The recent emergence of SARS-CoV (2003), MERS-CoV (2013) and SARS-CoV-2 (2020) has demonstrated the severe risk of epidemic posed by coronaviruses. Many isolated strains present in bats or pangolins are very close to SARS-CoV-2 (>96% homology in RaTG13), which suggests that the COVID-19 pandemic has its origins in animals. However, the mechanisms responsible for the jumping of the species barrier from animal to human are unknown.
American researchers at the Regional College of Veterinary Medicine, Blacksburg, have searched the SARS-CoV-2 genome for molecular signatures of positive selection that could be at the origin of this jumping. Using powerful statistical algorithms (OmegaPlus and RAiSD), they analysed 182 792 viral genomes referenced in the GISAID database. They thus identified regions with mutations that have spread but have evolved very little (known as “selective sweep”).

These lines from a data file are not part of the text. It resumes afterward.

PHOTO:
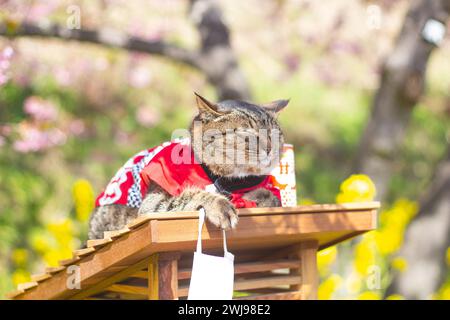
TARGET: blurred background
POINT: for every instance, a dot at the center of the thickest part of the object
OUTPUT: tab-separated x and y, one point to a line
86	84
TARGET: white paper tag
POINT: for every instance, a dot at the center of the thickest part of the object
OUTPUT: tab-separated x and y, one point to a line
212	276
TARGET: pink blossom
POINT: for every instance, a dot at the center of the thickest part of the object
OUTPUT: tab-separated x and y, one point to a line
139	77
40	109
77	127
5	57
147	117
33	139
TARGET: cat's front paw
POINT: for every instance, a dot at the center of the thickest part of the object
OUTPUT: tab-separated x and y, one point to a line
221	213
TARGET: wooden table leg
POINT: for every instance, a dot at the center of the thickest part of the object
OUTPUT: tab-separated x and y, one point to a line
306	251
163	276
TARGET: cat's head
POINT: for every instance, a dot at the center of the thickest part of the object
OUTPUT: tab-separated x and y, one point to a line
237	139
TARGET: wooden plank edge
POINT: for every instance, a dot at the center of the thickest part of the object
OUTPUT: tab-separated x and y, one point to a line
315	208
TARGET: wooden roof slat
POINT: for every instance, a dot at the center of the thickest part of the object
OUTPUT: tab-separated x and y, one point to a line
68	262
15	293
291	295
98	243
53	270
40	277
27	285
115	234
245	212
121	288
139	221
84	252
258	228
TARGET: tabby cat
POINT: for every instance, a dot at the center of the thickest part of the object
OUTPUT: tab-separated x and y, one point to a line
225	164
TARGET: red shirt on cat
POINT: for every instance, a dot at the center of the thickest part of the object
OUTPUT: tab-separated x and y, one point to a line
173	167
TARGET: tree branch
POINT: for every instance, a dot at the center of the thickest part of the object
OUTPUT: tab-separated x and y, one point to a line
216	54
426	241
401	86
107	38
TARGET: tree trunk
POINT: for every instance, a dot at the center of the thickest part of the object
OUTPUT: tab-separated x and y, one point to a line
401	86
426	241
216	55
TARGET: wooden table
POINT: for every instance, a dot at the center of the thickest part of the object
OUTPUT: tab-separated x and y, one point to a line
275	251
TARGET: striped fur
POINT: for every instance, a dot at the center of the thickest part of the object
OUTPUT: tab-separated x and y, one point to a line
233	120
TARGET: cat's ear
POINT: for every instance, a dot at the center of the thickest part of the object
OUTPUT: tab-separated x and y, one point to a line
275	106
204	106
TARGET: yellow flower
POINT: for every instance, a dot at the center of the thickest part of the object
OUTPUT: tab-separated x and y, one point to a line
400	264
83	198
388	240
20	276
40	242
353	283
326	257
448	256
365	254
356	188
306	201
19	256
328	286
395	297
369	295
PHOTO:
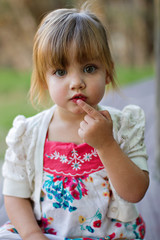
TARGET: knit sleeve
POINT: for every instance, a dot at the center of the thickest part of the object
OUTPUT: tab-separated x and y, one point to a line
14	168
131	135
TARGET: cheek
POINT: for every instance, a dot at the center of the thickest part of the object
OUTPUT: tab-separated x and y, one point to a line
98	90
57	93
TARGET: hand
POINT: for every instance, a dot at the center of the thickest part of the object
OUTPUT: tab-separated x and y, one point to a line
96	128
36	235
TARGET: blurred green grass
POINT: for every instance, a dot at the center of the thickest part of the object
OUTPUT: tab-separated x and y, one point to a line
14	88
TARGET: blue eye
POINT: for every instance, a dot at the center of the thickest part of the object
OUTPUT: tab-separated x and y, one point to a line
60	72
89	69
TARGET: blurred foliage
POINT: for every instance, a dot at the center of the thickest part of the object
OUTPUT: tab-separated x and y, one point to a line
130	24
14	86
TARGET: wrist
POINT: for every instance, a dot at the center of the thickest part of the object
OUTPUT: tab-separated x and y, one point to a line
108	146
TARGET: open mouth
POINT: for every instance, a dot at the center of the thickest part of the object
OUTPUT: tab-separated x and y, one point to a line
77	97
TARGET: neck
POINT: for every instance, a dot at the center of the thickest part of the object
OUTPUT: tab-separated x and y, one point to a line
67	116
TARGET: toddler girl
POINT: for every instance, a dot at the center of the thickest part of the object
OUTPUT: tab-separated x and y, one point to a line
74	171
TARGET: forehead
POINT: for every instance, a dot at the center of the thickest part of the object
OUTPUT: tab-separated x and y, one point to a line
76	36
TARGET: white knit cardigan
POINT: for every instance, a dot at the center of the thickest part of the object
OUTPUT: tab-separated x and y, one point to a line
23	166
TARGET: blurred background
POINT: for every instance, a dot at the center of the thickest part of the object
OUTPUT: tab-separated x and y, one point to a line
131	33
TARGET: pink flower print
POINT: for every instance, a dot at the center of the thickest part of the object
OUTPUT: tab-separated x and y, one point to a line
75	194
110	236
67	182
76	166
44	223
118	225
57	178
97	224
84	191
142	231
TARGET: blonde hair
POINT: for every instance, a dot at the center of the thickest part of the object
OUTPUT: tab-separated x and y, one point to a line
53	39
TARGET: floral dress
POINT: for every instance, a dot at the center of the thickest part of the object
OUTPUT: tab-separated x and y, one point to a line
76	194
75	197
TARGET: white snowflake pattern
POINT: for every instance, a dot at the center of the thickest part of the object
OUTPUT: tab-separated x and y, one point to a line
63	159
75	160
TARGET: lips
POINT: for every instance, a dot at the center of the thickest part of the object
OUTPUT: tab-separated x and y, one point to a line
78	96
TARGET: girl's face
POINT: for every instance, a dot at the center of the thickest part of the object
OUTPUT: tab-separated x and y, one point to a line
78	80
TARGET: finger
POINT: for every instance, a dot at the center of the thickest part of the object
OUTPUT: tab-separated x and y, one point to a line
106	114
81	133
88	109
83	125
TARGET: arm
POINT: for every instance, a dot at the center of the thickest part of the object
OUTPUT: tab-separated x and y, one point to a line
21	215
129	181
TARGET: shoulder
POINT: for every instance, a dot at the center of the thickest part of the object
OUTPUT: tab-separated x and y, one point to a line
127	115
24	127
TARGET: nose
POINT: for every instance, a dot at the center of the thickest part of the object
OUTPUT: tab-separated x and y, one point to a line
77	82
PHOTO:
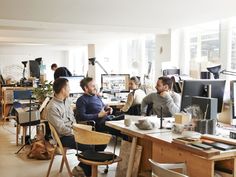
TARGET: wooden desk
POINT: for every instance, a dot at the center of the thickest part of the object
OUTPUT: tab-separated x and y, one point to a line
7	98
138	138
116	104
164	151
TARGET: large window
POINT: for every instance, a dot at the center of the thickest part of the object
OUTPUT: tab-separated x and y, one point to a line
205	43
233	52
204	47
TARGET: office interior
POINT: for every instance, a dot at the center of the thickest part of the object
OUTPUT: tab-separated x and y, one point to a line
112	41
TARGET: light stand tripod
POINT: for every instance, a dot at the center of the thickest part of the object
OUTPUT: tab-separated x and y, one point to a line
26	95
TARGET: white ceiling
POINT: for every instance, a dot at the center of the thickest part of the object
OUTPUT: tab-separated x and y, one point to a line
85	21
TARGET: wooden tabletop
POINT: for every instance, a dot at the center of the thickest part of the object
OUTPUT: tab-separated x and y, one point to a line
133	130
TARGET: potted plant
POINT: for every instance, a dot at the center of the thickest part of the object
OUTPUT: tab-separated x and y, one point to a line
43	91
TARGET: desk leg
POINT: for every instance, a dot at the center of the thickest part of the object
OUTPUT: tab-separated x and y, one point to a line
131	158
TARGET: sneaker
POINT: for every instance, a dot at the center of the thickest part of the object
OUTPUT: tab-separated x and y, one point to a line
78	172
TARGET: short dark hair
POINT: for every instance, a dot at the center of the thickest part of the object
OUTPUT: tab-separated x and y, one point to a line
136	80
84	82
54	65
166	81
58	84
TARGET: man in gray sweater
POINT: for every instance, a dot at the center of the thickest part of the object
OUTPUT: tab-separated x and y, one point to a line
59	113
164	99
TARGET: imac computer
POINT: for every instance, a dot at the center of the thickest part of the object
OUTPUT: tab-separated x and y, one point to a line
203	88
74	83
115	83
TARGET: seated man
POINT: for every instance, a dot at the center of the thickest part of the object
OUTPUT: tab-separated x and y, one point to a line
166	99
60	115
132	106
90	107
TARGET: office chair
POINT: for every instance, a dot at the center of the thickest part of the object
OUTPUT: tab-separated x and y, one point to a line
62	151
23	95
162	170
84	135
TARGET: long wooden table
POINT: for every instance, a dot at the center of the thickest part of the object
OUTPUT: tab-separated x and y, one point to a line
138	138
165	151
157	144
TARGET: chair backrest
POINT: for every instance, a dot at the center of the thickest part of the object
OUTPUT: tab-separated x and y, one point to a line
22	94
84	135
135	110
56	137
162	170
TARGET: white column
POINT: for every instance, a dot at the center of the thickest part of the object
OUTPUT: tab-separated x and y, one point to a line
91	67
225	45
163	54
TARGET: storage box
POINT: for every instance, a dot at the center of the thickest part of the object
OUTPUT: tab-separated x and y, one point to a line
182	118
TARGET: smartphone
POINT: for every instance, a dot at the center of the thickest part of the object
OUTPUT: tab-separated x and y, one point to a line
202	146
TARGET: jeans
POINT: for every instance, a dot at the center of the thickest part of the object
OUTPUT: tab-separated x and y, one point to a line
69	141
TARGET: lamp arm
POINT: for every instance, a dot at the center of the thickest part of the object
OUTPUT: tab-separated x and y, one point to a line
105	71
232	73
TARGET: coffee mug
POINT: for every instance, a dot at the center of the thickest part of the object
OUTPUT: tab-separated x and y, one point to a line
127	122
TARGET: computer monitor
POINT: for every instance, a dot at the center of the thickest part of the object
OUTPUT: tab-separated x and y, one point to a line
115	83
167	72
74	83
201	88
2	81
34	68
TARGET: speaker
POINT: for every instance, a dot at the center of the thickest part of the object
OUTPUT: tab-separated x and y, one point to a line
207	105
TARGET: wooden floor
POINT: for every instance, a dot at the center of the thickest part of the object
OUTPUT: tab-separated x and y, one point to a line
12	165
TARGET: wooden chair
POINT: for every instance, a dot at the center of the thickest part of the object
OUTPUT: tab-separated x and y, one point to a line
84	135
62	151
162	170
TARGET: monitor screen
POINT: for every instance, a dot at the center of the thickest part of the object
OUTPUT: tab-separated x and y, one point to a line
74	83
200	88
34	68
233	97
167	72
111	83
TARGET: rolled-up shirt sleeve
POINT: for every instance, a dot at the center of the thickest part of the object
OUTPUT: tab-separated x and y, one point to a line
83	115
55	118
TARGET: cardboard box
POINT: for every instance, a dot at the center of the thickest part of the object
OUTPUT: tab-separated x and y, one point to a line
23	116
181	118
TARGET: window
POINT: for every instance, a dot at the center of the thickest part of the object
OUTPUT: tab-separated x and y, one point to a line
204	42
233	52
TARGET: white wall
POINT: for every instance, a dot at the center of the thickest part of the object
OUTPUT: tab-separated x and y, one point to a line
11	57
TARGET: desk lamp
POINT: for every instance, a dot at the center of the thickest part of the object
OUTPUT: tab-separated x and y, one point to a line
23	77
215	70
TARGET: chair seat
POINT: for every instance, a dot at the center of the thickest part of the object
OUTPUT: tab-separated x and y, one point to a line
96	163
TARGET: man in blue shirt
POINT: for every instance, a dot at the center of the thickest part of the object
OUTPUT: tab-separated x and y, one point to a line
90	107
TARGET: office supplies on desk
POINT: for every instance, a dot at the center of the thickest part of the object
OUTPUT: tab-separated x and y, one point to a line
201	145
220	146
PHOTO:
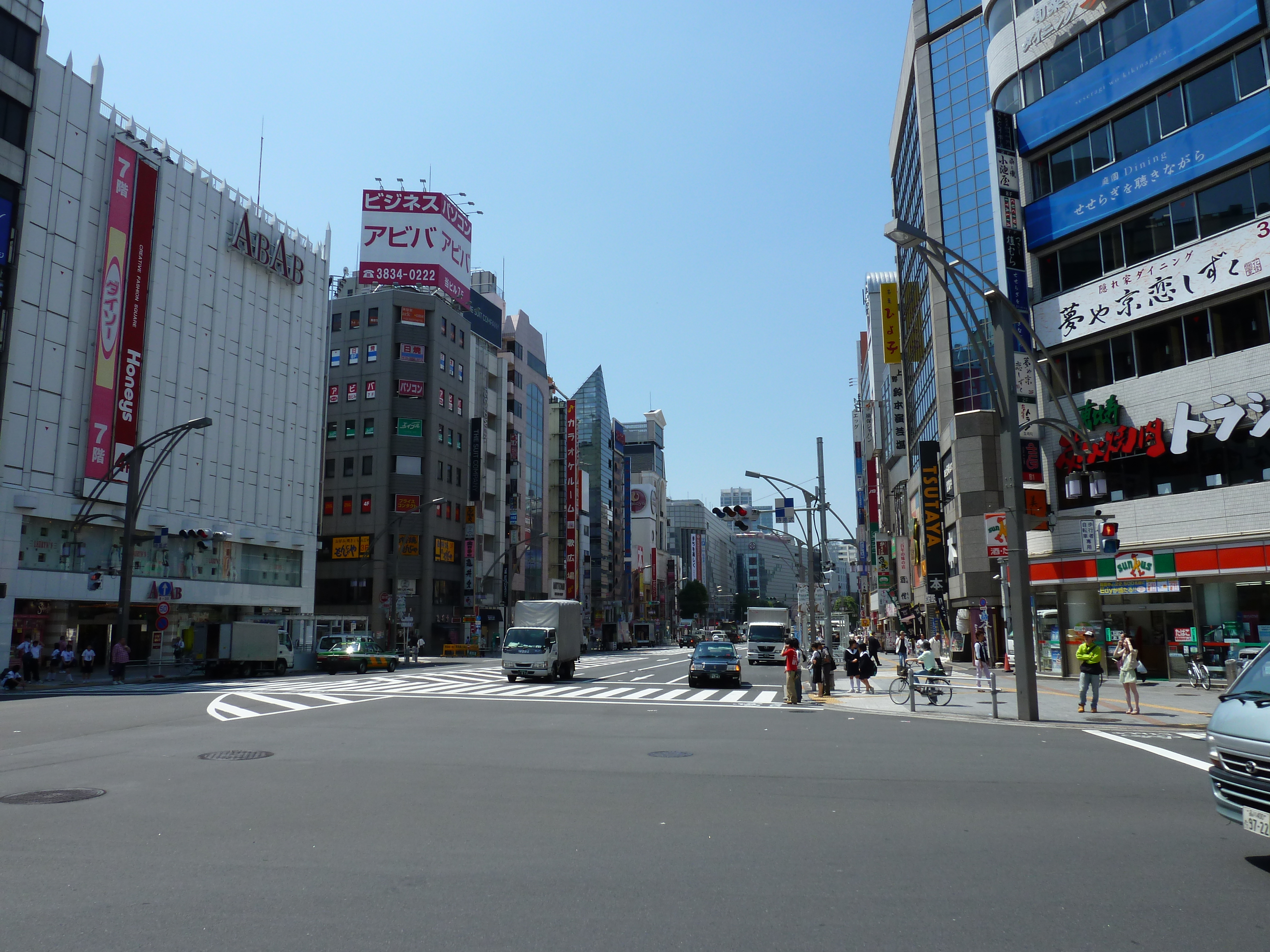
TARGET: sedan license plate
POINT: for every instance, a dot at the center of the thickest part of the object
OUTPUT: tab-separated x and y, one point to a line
1257	822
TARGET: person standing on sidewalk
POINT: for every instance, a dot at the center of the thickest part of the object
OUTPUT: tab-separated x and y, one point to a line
1090	658
1128	658
982	662
792	673
120	657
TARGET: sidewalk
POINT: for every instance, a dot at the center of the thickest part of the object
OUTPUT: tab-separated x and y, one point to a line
1166	705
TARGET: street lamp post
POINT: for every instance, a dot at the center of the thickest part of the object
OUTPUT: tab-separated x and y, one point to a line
137	492
962	281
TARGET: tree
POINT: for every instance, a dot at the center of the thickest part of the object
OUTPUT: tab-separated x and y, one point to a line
694	600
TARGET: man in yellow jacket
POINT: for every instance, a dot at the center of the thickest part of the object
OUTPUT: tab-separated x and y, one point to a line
1090	658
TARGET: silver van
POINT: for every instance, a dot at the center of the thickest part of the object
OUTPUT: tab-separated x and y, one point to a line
1239	738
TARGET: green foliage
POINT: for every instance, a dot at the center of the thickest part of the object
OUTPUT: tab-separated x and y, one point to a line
694	600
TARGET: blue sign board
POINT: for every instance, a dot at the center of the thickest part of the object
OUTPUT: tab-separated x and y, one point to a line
6	228
487	319
1194	153
1191	36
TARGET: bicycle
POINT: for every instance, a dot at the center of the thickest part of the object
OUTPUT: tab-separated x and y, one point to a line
1200	673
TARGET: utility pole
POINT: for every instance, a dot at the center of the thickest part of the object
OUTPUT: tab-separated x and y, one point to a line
1017	511
825	538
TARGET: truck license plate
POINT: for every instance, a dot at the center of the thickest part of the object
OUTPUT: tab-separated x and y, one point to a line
1257	822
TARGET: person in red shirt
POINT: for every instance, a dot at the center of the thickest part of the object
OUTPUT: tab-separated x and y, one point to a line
792	672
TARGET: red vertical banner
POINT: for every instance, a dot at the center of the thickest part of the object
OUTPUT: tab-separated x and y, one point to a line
106	364
133	342
571	501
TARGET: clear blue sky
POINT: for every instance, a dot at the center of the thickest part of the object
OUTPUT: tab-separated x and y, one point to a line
689	195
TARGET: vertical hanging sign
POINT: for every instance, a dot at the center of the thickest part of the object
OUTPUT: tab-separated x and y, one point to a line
119	221
571	501
133	342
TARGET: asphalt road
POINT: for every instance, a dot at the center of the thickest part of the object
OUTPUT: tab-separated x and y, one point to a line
434	821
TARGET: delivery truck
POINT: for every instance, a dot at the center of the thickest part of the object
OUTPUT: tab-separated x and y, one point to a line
544	642
243	649
766	630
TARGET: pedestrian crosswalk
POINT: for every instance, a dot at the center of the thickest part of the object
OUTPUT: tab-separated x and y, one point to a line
473	684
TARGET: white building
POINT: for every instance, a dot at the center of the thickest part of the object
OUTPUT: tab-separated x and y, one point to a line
228	324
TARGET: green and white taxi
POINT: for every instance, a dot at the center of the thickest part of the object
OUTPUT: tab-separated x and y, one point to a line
356	656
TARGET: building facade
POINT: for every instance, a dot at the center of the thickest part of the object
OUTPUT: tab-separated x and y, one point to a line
148	293
1145	172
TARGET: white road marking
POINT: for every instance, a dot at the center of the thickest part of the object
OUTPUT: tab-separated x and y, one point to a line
1161	752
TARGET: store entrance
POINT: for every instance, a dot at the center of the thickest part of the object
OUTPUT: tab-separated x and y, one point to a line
1150	633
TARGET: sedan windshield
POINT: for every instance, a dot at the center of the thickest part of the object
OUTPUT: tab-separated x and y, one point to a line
716	651
525	640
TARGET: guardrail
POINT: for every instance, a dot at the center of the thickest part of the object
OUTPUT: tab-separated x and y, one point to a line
947	680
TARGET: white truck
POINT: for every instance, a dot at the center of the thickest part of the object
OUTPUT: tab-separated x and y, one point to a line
544	642
766	630
243	649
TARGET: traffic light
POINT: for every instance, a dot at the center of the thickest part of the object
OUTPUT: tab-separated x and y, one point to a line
1111	543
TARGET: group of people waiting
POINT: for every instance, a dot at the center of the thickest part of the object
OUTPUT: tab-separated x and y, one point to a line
859	658
31	663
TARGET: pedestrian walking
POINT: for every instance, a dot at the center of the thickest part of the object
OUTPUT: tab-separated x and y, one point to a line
1090	658
120	657
868	670
792	672
982	662
819	670
1128	658
852	662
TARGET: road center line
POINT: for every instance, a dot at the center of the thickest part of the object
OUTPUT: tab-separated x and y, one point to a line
1161	752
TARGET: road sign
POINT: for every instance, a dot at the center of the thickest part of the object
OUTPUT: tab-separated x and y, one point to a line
1089	536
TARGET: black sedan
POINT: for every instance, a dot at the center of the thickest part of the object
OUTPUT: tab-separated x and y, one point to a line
714	663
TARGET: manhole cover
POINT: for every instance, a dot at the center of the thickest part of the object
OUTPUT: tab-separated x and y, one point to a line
54	797
236	756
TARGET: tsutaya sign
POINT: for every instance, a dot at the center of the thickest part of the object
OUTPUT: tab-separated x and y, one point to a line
274	256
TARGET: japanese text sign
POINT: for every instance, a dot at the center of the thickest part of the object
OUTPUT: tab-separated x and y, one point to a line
416	238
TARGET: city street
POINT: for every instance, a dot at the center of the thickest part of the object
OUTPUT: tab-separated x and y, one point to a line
392	816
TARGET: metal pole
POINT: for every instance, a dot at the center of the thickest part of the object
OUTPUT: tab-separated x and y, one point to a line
130	525
1017	511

Among the 8 genomic regions detected, 4 are found in the ORF1ab gene and 4 in the spike, the protein that regulates entry into human cells and determines the virus’ targets (or its “tropism”). SARS-CoV-2 belongs to the sarbecovirus family (a sub-category of the β-coronaviruses). It was therefore useful to investigate its specific differences with this family to retrace its genetic history.
One important disparity appeared. The researchers identified an amino acid in the spike protein which differs from one virus to another. This “residue” 372, situated in the RBD (Receptor Binding Domain) of the spike, is a threonine (T) in sarbecoviruses, but an alanine (A) in human SARS-CoV-2. These are therefore different amino acids deriving from a mutation.